With the JDBCTap and JDBCScheme you can read from database tables, create new tables and write to them, write into
existing tables and, update existing tables. All modes of operation are used in the test base class
cascading.provider.jdbc.JDBCTestingBase and should be self explanatory.
Please note that updating a database table is supported, but not recommended for long running jobs. It is considered a convenience during testing/development.
Typical work loads write into a new table, which is afterwards made available to other parts of your system via a post
process.
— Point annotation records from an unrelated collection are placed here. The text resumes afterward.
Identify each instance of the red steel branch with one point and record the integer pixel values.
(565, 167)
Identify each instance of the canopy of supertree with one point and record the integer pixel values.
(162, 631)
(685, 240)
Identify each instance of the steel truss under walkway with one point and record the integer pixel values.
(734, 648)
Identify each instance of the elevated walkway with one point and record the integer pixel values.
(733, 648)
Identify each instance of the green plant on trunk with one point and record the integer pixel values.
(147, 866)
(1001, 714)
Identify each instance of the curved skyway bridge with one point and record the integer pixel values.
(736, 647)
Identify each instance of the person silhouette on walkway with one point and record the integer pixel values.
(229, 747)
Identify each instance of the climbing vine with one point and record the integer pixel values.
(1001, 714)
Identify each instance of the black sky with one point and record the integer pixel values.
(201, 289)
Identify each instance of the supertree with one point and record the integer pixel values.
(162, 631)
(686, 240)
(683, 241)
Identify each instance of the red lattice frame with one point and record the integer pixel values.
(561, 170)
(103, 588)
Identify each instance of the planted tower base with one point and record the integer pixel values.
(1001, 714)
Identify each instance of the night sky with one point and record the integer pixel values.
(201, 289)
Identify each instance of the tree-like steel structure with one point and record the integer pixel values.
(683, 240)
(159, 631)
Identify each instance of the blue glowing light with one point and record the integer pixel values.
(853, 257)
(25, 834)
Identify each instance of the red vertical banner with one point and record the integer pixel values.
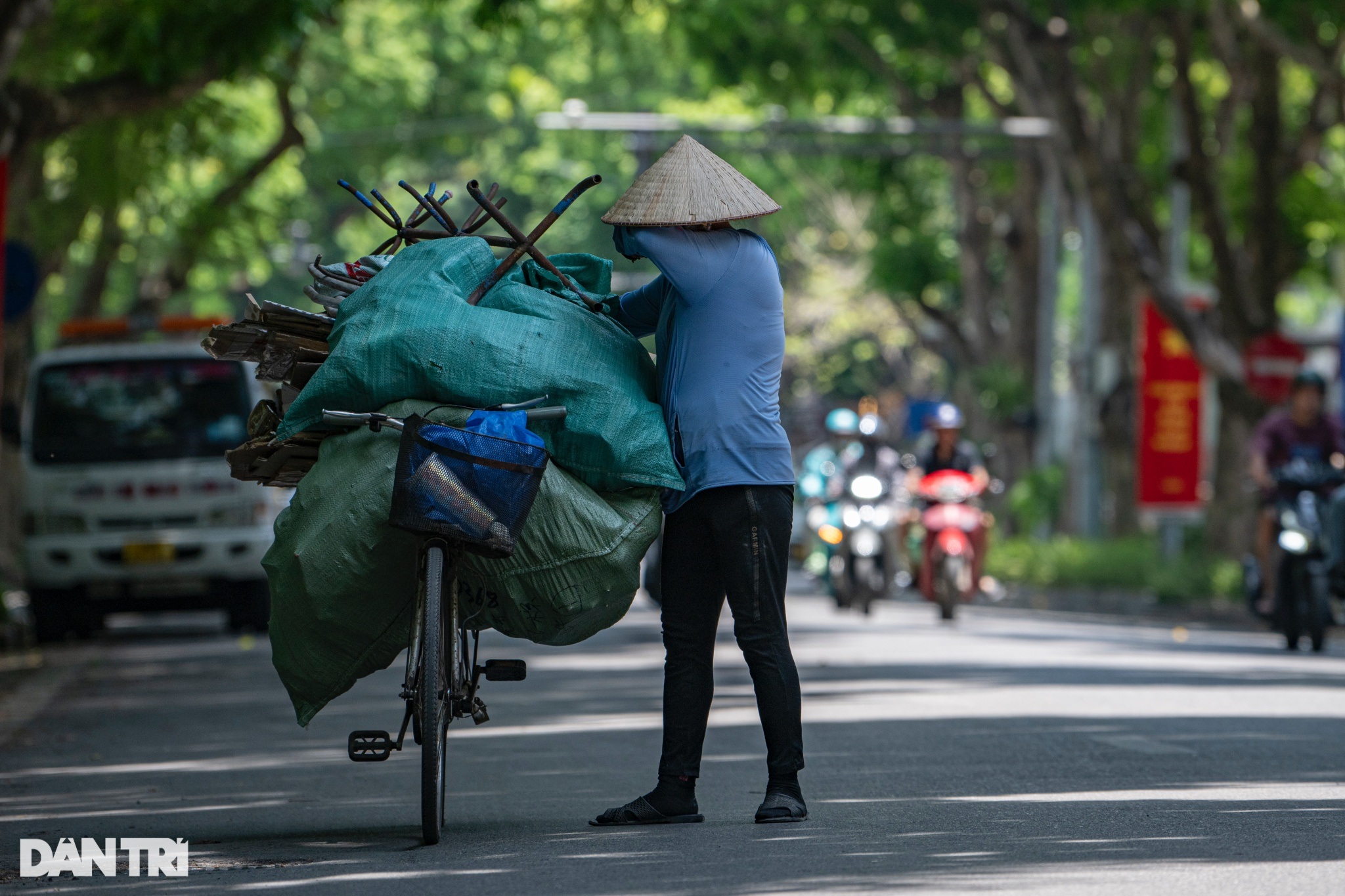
(1169, 452)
You can achieve this by using the onCompleted(Flow flow) method in a class implementing the
cascading.flow.FlowListener
interface. In case something goes wrong during the execution of your Flow, you can clean up your database table in the
onThrowable(Flow flow) method of your FlowListener implementation.
All artifacts, except the ones for Oracle (see above) are in conjars.
Cascading-jdbc supports multiple RDBMS systems all of which behave slightly different when it comes to automatic type coercions/casts. This project tries to ease the type handling, by doing 'educated guesses', yet it is not always capable of doing so. We highly recommend that you provide a typed Fields instance to the JDBCScheme constructor, so that values can be properly coerced before being written to the database.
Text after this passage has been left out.